山里に生きる道草日記

過密な「まち」から過疎の村に不時着し、そのまま住み込んでしまった、たそがれ武兵衛と好女・皇女!?和宮様とのあたふた日記

人生というものをトシで決めたことはない

2024-07-12 23:10:14 | 読書

 オラの人生の羅針盤でもある作家・高尾五郎氏から、篠田桃紅(トウコウ)『百歳の力』(集英社新書、2014.6)の本が送られてきた。オラの高校生の時は、武者小路実篤とその白樺派に傾倒していたことがあったが、その限界を突き破っていたのが、アメリカの国民的詩人のホイットマンでもあった。高尾氏はしばしばホイットマンの詩を引用し、自前で『草の葉』という文芸誌も刊行していた。氏は、後期高齢者のオラの先輩ではあるが、いまもホイットマンの気宇壮大な理想主義的な世界を追尾している。氏は、80歳代になってもなお青年の素志を忘れない作家でもあり、書家・アーティストの篠田桃紅の貫く共通の気骨を感じられる。

 

  篠田桃紅は、「常識の世界に生きなかったから長生きできた」とし、100歳を超えても現役として墨による抽象作品を描き、海外の美術館でも高い評価を受けていた。2021年、107歳で死去。

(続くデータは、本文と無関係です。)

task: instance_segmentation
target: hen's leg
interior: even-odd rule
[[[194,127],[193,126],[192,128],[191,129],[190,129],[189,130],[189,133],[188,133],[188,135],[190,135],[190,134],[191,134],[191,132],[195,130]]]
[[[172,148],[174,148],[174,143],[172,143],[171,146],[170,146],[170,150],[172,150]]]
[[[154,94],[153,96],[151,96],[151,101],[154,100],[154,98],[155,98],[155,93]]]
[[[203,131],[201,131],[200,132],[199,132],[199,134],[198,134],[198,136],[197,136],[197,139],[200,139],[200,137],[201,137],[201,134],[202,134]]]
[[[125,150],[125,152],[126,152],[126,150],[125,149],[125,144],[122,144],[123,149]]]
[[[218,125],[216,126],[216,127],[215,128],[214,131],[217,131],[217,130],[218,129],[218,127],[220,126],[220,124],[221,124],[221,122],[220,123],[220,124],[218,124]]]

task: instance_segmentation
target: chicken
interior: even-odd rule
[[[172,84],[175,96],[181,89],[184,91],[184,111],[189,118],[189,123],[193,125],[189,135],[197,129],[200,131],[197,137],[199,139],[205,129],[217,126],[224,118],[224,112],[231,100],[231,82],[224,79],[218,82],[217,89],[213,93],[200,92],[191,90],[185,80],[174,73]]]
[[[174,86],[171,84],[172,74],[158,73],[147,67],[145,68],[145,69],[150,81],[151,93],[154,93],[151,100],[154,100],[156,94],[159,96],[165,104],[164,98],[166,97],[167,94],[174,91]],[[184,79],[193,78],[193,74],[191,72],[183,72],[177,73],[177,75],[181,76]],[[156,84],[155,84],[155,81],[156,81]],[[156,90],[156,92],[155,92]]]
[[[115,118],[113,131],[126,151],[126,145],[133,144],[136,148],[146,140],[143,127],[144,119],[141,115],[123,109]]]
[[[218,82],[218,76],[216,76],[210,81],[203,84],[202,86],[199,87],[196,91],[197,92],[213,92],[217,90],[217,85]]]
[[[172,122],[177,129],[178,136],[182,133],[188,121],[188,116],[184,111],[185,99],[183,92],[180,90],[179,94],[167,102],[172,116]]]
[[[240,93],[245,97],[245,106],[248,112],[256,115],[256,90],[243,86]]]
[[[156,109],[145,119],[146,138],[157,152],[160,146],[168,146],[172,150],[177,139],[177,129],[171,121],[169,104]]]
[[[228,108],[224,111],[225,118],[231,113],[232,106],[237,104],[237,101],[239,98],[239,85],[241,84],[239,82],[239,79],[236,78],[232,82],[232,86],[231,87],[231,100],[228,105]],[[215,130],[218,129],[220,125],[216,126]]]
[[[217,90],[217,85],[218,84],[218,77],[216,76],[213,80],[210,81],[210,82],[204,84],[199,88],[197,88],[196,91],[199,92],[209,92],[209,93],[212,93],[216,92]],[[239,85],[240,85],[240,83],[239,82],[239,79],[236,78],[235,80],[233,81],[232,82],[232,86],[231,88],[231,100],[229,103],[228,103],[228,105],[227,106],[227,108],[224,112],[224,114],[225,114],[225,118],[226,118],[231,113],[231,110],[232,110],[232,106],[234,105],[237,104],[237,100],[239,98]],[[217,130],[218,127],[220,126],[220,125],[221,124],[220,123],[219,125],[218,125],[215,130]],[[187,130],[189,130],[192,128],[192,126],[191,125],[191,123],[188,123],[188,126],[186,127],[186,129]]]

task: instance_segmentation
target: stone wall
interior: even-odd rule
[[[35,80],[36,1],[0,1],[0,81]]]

 本書は、口述筆記のような優しい文面ではあるが、そのなにげない言葉には凛とした哲学に支えられている。「つくるということは、続けるということ。道と同じ、ここで終わるということがない。…人生と同じ」とか「自分が動きやすいように、妨げるものや邪魔するもののないように、自分のグラウンドをつくったことが私の精神に大きく作用している」とかいうふうに。「自分のグランド」形成がこの日本が直面している喫緊の課題なのだ。

  

 とりわけ共感できたのは、「人というものも自然がつくったものなんだから、自然という大きな手の中で逆らわないように、人間同士がお互いに立てあえるように、…そういう生き方こそ上等の生き方かなあと思う」というくだりだ。人間と自然との共生を育んできた日本の風土は、今の混沌とした世界の中で羅針盤となるものだ。しかし、それを経済成長優先で放擲してきた戦後のツケは、都市集中・地域解体をはじめとして日本人の精神的劣化を加速させてしまった。

 

 そして桃紅は、「もうあとどれだけ生きられるかわからないけど、限りのある人生だからいいのであって、永遠に生きることになったら、ぜんぜんちがうでしょうね。…死があるから、人生というものを生きているわけですよね」と、名僧でも言えないような言葉を軽やかに言い放つ。

 

 晩年に向かってもなお老いを突き抜けた桃紅の魂は飄然として成り行きと伴走する。それに呼応するかのように、高尾五郎氏は、「80歳から起こすルネサンス」「90歳から起こすルネサンス」この2冊を世に投じようとしている。彼の代表作『ゼームス坂物語』(清流出版)は、芥川賞をもらっても十分な作品だ。彼は、灰谷健次郎らを輩出した理論社の社長・小宮山量平の自然と人間とのみずみずしさを継承しながらも、そのパトスはトシを超越しながらいまだに放出してやまない。